Australia cannot afford a 'lost decade' on parental leave equality

Australia cannot afford a ‘lost decade’ on parental leave equality

Parental leave equality
As I recently read Annabel Crabb’s Quarterly Essay, Men At Work: Australia’s Parenthood Trap, I couldn’t help but have an intense sense of déjà vu, which sent me looking back through my “feminist archives”, my personal stockpile of bits and pieces from twenty plus years spent working towards gender equality in four countries.

(I last dipped into them to write about the undervaluing of women’s work and how that was contributing to a “caring time bomb” – with Australia and other developed countries poised to reach the end of the fuse. Exhibit A: I give you the Aged Care Royal Commission.)

This time, I dug out a campaign I led exactly ten years ago, when I was the Head of Media for the UK’s Equality and Human Rights Commission. The campaign, Working Better, essentially argued for parental leave equality, a debate that has gained traction here in Australia in recent months: Marie Claire and Men’s Journal just launched a campaign with a number of celebrity ambassadors, including Steve “Commando” Willis, while the Advancing Parental Leave Equality Network was launched earlier this year, ideas that are very much at the heart of Crabb’s essay.

Ten years ago in the UK, we announced a year-long Working Better inquiry that culminated in a report and campaign of the same name featuring a costed, phased new approach to parental leave that gave more leave to fathers in their own right (so called “use it or lose it” provision) at higher replacement salary rates — all of which have been proven elsewhere in the world to radically increase men’s uptake of parental leave and transform domestic democracy.

At the time we launched the campaign, we named a lot of the elephants in the room in regards to the UK’s existing approach to maternity leave. Essentially, the unintended consequences of more than a decade of Labour policy that gave ever more generous leave exclusively to mothers, but nothing to fathers.

Amid cries of “you can’t do that”, particularly from within the UK feminist movement for whom maternity leave had been a hard-fought right, we highlighted that the existing approach, while a significant step forward at the time of its introduction, was fuelling pregnancy discrimination. Women went to job interviews with a giant ’52 weeks?’ having over their heads, while men did not. And once gendered norms were established over the long year women were at home on leave, it was very hard to later unpick those established patterns and gendered norms regarding housework and care.

At the time, I argued internally and externally that the Commission should stay the course despite the criticism, because I firmly believed that — more than a decade after its introduction — the UK’s approach to maternity leave had reached the limits of its usefulness and was ripe for re-appraisal.

Unfortunately, the Working Better final report coincided with the Global Financial Crisis and the UK embarked on an age of austerity. Such plans were deemed ‘something for another day’ — just too expensive at a time when many essential services were being cut to the bone.

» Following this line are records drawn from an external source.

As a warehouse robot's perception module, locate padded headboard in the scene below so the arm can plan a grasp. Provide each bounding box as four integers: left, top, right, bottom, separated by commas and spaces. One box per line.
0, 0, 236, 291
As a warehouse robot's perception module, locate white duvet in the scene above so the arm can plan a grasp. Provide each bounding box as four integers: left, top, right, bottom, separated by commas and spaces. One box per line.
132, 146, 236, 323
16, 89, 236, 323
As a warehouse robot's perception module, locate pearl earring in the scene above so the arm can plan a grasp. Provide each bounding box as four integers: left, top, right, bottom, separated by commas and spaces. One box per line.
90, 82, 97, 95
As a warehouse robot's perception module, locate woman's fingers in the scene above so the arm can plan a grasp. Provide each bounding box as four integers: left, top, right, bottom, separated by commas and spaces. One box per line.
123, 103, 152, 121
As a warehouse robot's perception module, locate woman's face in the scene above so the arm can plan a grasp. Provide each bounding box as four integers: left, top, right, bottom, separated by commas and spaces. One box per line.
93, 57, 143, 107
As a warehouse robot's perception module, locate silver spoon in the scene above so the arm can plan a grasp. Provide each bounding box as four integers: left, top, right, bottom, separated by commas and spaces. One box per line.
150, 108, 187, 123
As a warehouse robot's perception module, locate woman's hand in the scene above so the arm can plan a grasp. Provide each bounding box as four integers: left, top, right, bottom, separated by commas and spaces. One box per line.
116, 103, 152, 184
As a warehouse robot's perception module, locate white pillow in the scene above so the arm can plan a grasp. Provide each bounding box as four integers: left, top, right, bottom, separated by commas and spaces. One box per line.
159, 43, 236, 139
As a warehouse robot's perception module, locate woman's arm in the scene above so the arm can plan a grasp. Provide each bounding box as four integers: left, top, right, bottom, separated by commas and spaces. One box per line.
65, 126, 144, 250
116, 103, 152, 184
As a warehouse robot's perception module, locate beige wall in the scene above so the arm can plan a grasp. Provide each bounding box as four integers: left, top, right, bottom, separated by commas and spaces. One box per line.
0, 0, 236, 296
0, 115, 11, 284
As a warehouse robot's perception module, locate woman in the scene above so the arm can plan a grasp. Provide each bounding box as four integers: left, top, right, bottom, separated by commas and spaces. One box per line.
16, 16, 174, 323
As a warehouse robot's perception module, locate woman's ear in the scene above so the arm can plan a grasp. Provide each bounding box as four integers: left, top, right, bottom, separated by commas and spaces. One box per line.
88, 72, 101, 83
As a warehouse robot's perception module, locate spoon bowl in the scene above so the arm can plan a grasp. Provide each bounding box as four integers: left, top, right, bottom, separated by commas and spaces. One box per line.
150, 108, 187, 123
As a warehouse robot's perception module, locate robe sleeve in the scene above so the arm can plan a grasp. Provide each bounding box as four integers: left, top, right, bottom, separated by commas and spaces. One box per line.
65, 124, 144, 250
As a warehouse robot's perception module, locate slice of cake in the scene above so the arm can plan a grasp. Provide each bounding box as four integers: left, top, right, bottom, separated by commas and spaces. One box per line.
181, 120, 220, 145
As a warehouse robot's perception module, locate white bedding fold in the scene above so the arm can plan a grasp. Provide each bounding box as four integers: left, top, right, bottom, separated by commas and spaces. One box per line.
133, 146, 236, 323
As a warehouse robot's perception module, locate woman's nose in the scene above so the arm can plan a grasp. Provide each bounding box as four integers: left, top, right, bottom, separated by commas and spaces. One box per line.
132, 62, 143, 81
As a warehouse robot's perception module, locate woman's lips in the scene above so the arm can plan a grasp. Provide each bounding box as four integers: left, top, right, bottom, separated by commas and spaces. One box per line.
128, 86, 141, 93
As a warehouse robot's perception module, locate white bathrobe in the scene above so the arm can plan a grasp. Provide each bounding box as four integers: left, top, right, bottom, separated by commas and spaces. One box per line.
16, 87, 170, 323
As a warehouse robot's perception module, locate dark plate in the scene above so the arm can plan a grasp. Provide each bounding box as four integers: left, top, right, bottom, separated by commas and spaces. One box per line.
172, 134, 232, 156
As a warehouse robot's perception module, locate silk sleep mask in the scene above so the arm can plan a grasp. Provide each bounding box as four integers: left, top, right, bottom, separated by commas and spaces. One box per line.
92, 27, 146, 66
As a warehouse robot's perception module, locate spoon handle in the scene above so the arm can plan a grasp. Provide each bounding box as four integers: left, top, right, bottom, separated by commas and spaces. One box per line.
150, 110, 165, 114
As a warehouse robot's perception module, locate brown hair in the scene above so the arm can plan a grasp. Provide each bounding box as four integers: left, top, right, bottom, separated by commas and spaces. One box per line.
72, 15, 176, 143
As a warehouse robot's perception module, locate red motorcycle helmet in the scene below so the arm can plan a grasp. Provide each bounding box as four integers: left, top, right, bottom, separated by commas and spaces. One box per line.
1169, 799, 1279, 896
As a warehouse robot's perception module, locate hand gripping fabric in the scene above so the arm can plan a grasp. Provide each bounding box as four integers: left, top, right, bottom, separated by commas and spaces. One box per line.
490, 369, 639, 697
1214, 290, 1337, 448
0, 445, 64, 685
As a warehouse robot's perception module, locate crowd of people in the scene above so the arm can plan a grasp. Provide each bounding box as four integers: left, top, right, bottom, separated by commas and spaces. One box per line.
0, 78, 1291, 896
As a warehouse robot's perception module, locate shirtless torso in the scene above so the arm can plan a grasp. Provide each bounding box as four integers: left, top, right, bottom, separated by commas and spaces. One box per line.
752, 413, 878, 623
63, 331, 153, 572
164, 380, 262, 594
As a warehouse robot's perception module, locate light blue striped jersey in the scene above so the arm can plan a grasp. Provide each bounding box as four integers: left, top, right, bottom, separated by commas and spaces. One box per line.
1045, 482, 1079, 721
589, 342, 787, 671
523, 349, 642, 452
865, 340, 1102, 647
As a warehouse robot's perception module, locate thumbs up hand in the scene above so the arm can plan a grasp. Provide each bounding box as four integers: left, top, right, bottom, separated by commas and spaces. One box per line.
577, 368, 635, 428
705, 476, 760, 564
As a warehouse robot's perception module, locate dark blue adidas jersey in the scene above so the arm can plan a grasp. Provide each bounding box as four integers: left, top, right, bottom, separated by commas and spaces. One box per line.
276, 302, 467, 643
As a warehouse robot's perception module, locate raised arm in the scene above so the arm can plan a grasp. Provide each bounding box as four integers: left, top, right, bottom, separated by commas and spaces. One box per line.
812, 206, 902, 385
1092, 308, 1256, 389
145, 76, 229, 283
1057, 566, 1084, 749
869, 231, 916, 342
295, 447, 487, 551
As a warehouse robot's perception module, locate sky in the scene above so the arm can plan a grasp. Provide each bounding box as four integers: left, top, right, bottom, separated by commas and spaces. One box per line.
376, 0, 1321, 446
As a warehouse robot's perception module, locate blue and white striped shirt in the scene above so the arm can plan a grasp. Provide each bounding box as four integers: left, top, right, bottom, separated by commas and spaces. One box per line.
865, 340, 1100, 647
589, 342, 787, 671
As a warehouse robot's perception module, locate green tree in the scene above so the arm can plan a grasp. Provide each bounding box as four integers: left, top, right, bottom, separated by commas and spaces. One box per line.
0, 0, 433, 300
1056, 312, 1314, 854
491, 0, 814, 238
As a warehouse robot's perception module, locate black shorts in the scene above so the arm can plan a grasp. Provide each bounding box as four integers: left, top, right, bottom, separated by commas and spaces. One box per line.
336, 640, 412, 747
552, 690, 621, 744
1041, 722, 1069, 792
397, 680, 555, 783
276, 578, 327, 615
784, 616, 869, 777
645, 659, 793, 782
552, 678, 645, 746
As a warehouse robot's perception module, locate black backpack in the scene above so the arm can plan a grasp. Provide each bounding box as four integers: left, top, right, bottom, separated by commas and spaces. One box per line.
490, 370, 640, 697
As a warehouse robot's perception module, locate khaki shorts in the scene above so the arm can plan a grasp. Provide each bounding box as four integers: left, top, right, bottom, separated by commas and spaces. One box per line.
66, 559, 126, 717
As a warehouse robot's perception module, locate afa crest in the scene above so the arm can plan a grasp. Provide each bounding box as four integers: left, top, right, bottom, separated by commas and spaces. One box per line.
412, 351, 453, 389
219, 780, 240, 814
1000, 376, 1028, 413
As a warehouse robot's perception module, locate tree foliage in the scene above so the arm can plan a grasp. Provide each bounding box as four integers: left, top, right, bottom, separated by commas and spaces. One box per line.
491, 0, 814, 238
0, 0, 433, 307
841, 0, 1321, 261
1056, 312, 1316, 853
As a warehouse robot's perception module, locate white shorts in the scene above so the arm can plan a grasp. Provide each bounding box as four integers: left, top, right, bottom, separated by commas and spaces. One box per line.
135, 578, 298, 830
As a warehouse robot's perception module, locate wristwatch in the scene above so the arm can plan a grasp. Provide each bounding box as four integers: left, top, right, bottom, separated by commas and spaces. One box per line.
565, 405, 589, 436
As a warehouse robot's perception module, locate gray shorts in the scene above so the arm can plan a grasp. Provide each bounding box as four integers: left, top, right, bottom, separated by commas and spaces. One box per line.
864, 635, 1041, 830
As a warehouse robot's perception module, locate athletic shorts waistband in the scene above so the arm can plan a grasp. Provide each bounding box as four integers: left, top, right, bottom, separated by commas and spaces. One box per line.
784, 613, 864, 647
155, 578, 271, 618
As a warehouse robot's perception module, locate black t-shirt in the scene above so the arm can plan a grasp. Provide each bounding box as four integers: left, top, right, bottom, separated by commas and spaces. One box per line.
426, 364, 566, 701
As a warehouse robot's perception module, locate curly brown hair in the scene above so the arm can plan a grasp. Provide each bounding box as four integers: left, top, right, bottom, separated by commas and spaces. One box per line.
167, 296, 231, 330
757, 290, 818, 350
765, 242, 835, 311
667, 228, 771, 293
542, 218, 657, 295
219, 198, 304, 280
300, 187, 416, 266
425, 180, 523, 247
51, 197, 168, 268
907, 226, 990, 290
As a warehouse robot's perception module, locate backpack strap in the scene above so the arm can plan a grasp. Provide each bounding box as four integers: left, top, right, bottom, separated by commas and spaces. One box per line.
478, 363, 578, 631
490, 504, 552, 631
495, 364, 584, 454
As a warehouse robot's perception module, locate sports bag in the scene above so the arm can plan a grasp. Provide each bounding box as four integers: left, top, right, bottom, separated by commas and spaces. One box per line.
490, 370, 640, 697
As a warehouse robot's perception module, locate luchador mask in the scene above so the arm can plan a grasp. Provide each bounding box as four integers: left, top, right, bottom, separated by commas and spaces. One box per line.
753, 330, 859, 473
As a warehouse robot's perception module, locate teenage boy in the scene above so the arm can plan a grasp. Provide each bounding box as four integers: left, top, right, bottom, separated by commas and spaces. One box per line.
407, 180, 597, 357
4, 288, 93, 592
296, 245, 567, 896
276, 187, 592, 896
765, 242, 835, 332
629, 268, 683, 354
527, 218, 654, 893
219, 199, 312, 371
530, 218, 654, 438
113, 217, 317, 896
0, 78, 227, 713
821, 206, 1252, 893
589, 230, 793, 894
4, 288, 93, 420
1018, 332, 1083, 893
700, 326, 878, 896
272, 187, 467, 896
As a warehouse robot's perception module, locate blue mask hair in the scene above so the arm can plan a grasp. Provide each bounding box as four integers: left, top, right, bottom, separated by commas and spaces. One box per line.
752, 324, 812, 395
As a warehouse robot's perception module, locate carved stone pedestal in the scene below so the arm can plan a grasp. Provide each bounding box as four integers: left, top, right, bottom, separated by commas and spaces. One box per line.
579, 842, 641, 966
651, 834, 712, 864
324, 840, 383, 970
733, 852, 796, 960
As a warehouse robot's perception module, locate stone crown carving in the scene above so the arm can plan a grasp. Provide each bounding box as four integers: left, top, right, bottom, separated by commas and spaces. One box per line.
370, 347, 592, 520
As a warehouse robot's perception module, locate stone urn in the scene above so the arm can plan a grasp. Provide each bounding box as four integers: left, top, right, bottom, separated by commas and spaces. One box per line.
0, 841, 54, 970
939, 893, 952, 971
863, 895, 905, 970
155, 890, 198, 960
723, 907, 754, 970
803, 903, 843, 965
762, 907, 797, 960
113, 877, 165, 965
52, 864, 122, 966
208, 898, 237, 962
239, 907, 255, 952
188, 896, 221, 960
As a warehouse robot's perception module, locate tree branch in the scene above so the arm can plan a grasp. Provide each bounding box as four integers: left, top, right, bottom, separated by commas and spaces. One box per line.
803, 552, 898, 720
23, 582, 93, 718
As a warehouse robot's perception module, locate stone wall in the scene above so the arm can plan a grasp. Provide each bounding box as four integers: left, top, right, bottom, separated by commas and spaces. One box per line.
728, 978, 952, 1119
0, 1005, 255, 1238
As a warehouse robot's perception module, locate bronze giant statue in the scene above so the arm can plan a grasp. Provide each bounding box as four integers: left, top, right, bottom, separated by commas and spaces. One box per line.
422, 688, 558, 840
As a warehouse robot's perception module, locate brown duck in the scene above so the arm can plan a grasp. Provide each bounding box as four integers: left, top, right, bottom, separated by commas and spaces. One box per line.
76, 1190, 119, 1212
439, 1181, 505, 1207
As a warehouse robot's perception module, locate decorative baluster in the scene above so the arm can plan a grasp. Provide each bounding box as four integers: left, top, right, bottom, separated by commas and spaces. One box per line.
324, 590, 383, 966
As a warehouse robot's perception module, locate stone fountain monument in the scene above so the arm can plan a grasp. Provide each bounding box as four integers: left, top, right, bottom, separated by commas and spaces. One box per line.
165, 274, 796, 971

But I always held out hope that someone would take it off the shelf one day and revisit the idea, which seems to have finally happened. Theresa’s May’s final act before stepping down as Prime Minister this year was to launch an inquiry to equalise the roles of men and women at home and “throw down the gauntlet to her successor over paternity leave”.

Still, I can’t help but mourn for the ten years of wasted time, a lost decade. What could have been if the UK had come to this party sooner?

Fast forward to my new life here in Australia ten years later, and Crabb’s Quarterly Essay provides an answer to that question. It chronicles how different countries with the right public policy (including a ‘use it or lose it’ provision and salary replacement rates for leave) transformed men’s behaviour and increased men’s uptake of parental leave in a very short period of time: Iceland from zero to 90 percent in ten years; Norway from 2.4% to 70% in 4 years; Germany from 5-34% in 7 years; and Quebec (the most comparable example for Australia, given its comparable approach to social welfare) from 21.2% to 53.6% in roughly 13 years.

So, it’s fair to say that the UK could have been in that league now, had its leaders heeded the call to act ten years ago.

Here in Australia, I would hate to see Crabb’s essay and many others’ equally salient calls for a change of our current approach to parental leave (which I likewise believe is ripe for a rethink nearly ten years in) fall on deaf ears — or be put in the “too hard” or “too expensive” basket, thus seeing another generation of fathers and their families miss out.

Australia, and Australian families, can ill afford a lost decade of their own.